Lipotoxicity in addition to the pressure-overload associated systolic dysfunction appears to be the cause of the detrimental effect of CPT1b deficiency under pathological conditions. Patients with inborn errors of FAO typically manifest cardiomyopathy with diminished systolic function.38
Moreover, intramyocardial lipid accumulation is associated with contractile dysfunction in heart tissues from patients with non-ischemic heart failure.39
The reduction of mitochondrial biogenesis should be the consequence of the progression of cardiac pathology and cardiomyocyte apoptosis. The increased sympathetic activity in response to hemodynamic overload might lead to increased lipolysis. While this appears to be the case, it is insufficient to activate PPAR signaling to increase the expression of fatty acid uptake proteins. Instead, the expression of fatty acid uptake proteins was further decreased, possibly due to the exacerbated cardiac pathological development. Therefore, it is plausible that the increased myocardial triglyceride content in CPT1b+/−
hearts is due to the relative reduction of mitochondrial FAO and mitochondrial biogenesis. As a result, myocardial lipid accumulates and feeds the ceramide synthesis.
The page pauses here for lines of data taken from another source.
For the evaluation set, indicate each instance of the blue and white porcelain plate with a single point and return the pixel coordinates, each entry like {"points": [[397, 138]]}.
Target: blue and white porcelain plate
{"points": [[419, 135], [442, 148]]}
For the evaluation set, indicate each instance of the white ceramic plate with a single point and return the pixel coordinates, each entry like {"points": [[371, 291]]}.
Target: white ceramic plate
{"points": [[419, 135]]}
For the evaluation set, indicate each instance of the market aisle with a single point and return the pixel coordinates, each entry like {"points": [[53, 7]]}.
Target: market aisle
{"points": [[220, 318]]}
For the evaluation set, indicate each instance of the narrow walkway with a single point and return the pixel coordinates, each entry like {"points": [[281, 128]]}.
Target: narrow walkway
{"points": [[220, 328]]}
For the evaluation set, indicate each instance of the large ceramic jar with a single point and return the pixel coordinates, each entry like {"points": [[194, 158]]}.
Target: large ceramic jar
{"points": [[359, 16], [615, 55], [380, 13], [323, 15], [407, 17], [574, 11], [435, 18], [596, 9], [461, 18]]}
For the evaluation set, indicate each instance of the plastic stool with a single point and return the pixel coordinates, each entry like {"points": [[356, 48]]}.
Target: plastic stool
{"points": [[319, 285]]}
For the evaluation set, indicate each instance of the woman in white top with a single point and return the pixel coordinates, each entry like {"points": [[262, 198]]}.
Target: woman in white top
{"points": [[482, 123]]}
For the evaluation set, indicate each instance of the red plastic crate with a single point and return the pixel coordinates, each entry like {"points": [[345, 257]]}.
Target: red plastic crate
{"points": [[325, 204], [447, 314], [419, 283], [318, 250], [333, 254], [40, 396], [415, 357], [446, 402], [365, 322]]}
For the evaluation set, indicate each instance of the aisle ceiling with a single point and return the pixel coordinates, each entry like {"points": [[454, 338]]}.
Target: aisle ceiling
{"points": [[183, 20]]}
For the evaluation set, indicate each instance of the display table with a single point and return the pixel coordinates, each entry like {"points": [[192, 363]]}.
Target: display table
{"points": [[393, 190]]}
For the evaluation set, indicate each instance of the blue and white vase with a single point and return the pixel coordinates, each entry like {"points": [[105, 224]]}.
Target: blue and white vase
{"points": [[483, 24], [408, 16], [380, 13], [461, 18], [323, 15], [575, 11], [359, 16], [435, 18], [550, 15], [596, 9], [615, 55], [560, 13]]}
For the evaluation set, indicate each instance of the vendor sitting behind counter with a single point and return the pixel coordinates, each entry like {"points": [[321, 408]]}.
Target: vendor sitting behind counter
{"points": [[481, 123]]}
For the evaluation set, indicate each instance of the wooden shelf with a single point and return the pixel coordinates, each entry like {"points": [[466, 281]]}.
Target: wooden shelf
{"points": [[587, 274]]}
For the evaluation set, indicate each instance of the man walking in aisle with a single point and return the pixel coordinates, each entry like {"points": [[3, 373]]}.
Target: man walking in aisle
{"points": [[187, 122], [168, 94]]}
Our observation is in agreement with the previous report that oxfenicine induced myocardial lipid accumulation in rats.40, 41
Myocardial lipid accumulation and the elevation of ceramide content in the heart should be the mechanisms underlying the detrimental effects during the development of pathological cardiac hypertrophy in response to the pressure-overload condition. The cytotoxic effect of ceramide in cardiomyocytes has been well established.42, 43
Ceramide induces apoptosis of cardiomyocyte in vitro
and in vivo
In the PPARγ overexpression heart, myocardial lipid accumulation and increased ceramide content has been observed accompanying cardiomyocyte apoptosis.47
Therefore, the increased ceramide content in the CPT1b deficient heart subjected to TAC is likely to trigger the apoptosis signaling in the heart and aggravates the pathological development.
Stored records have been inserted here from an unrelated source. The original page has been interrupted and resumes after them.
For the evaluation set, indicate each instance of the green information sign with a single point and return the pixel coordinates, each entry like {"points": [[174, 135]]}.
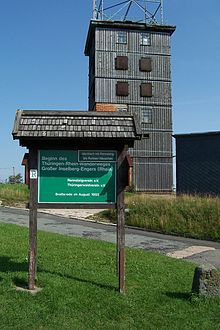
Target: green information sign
{"points": [[84, 176]]}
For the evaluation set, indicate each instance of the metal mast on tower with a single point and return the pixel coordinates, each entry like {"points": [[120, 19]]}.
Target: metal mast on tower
{"points": [[147, 11]]}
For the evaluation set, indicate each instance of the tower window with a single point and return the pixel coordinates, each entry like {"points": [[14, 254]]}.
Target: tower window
{"points": [[121, 63], [146, 116], [145, 39], [121, 37], [122, 88], [145, 64], [146, 90]]}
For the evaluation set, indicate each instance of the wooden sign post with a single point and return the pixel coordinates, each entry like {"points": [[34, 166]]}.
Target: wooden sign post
{"points": [[71, 167], [32, 255]]}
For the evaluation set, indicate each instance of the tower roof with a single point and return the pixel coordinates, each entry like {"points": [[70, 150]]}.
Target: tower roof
{"points": [[126, 25]]}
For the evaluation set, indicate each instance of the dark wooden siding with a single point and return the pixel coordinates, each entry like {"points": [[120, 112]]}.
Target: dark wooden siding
{"points": [[198, 164]]}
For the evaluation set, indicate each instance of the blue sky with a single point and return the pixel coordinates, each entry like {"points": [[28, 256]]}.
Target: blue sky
{"points": [[42, 64]]}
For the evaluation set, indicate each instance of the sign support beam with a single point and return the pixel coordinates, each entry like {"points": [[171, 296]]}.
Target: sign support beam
{"points": [[121, 179], [33, 221]]}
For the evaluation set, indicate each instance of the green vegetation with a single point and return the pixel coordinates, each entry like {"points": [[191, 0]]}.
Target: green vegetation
{"points": [[14, 194], [190, 216], [80, 287], [197, 217]]}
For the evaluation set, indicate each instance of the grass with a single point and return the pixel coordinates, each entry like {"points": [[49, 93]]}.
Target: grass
{"points": [[80, 287], [190, 216], [14, 194]]}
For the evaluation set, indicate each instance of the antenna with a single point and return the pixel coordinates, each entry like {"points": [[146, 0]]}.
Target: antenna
{"points": [[148, 11]]}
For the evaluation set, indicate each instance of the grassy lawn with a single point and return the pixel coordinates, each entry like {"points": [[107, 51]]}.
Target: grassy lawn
{"points": [[80, 287]]}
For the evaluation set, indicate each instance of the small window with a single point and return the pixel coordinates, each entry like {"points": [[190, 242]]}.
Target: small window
{"points": [[122, 88], [121, 63], [122, 107], [121, 37], [145, 39], [145, 64], [146, 116], [146, 90]]}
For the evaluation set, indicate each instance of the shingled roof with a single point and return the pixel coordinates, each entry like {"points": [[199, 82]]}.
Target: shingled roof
{"points": [[49, 124]]}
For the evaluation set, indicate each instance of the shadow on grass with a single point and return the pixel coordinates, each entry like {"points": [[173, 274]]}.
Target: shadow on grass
{"points": [[8, 265], [179, 295]]}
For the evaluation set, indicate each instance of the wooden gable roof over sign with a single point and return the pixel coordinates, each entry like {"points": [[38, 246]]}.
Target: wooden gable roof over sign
{"points": [[47, 125]]}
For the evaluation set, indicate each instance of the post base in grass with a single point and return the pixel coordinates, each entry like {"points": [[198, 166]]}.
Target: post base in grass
{"points": [[26, 289], [206, 281]]}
One limitation of the current study is that the CPT1b deficiency pre-existed, hence we are cautious to avoid over-interpreting this result as CPT-1 inhibitors are used as treatment in heart failure patients. We cannot rule out the possibility that the initial development of the pressure-overload induced cardiac hypertrophy is exceptionally susceptible to CPT1b deficiency. A conditional gene-targeting model of CPT1b could provide more in-depth insights into the effects of CPT1b deficiency in the heart during the various stages of cardiac hypertrophy and heart failure. Despite this limitation, the current finding clearly demonstrates the necessity to further evaluate the use of CPT1 inhibitors as a therapeutic approach to treat patients with cardiac hypertrophy and even heart failure.
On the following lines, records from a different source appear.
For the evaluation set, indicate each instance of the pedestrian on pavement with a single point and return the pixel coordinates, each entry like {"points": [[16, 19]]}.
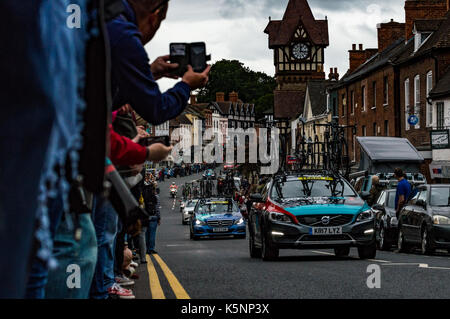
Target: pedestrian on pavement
{"points": [[134, 79], [403, 190]]}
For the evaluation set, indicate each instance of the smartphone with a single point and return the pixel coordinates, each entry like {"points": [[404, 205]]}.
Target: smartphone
{"points": [[198, 56], [147, 141]]}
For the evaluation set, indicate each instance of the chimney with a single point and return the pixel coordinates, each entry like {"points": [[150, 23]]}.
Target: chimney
{"points": [[233, 97], [333, 76], [193, 99], [388, 33], [357, 57], [423, 10], [220, 97]]}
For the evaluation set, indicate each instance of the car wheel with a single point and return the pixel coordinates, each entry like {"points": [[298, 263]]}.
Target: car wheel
{"points": [[269, 252], [403, 247], [382, 243], [342, 251], [367, 252], [425, 246]]}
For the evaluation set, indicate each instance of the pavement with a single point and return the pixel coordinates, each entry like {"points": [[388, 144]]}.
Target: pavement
{"points": [[223, 269]]}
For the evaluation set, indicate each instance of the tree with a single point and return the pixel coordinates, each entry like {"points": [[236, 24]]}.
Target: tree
{"points": [[231, 75]]}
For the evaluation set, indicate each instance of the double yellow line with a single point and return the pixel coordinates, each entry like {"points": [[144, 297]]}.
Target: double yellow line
{"points": [[155, 285]]}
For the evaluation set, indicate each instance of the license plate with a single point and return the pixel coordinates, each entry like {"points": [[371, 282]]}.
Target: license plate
{"points": [[220, 230], [325, 231]]}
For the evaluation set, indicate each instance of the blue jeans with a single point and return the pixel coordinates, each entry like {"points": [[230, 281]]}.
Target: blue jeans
{"points": [[67, 252], [105, 222], [151, 234]]}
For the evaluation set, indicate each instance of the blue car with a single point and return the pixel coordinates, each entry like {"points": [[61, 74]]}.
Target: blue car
{"points": [[217, 217], [310, 211]]}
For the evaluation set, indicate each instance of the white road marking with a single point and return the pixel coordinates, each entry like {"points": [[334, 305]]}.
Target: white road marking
{"points": [[425, 266], [402, 264]]}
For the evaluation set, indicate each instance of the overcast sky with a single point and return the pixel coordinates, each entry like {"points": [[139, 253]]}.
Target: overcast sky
{"points": [[234, 29]]}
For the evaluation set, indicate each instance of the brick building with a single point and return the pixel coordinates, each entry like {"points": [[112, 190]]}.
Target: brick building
{"points": [[386, 90]]}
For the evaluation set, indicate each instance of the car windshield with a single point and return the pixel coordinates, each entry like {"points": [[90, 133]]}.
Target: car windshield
{"points": [[217, 207], [316, 187], [440, 196]]}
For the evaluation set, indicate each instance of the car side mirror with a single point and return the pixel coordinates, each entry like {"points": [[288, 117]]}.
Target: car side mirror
{"points": [[421, 203], [365, 195], [257, 198]]}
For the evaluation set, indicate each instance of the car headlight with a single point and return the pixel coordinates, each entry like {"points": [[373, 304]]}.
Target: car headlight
{"points": [[441, 220], [199, 222], [365, 215], [279, 217]]}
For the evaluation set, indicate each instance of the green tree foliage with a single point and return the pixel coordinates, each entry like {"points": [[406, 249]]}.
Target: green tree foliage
{"points": [[231, 75]]}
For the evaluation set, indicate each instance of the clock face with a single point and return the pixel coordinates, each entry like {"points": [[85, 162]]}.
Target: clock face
{"points": [[300, 51]]}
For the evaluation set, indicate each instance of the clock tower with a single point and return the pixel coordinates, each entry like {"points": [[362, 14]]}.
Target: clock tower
{"points": [[298, 42]]}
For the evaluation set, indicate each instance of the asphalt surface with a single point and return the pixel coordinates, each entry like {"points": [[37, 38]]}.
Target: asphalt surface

The present study demonstrates in a genetic mouse model that partial CPT-1 deficiency is not sufficient to cause cardiac dysfunction under the normal physiological conditions. However, it is detrimental in animals subjected to TAC-induced LV pressure-overload. CPT1b deficiency exacerbates the cardiac pathological development induced by left ventricular pressure-overload due to myocardial lipotoxicity.